Approximately 6125 Manitoban adults with intellectual disabilities are affected by policy and funding decisions made by the Ministry of Families. Most are supported by non-profit community agencies. The provincial funding these agencies receive has failed to keep pace with cost of living increases, despite significant increases to utilities, groceries and general cost of living. Agencies have not seen any increase to their core funding since 2011 when they received only a 1% increase. This funding shortage directly impacts the quality of life, health and well-being of a vulnerable segment of our population.
Additionally, staffing is funded at a rate much lower than most other caring professions in our province. People who provide direct support to adults with intellectual disabilities have chronically low wages and lack mandated training. Agencies experience turnover rates between 33-50% annually, requiring a huge human resource investment. Even more tragic is that over the course of their lifetime, a person with an intellectual disability will experience an average of 800 support staff in their life.
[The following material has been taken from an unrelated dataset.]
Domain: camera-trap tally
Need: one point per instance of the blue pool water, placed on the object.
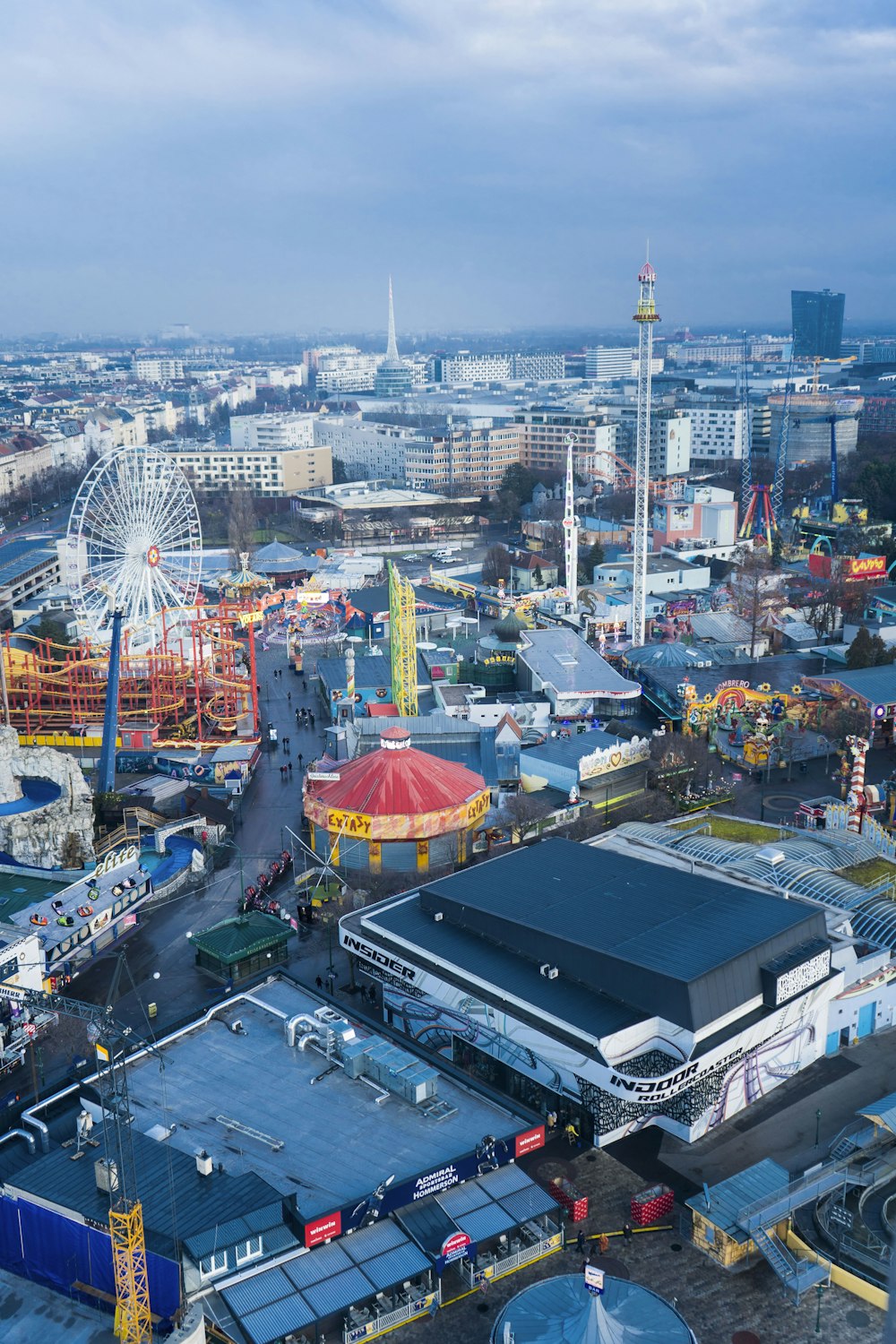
(35, 793)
This issue has been pervasive for decades now, with vast consequences. Surely, as a province we can do better.
Finally, people are having to wait years to access services and only gain access when there is a crisis experienced within their family. Some people and their families are waiting as long as 15 years to access needed services.
These are services that are critical to Manitoba families. The Ministry of Families does indeed have a large task; one that needs to include people with intellectual disabilities. This is an investment that is urgently needed.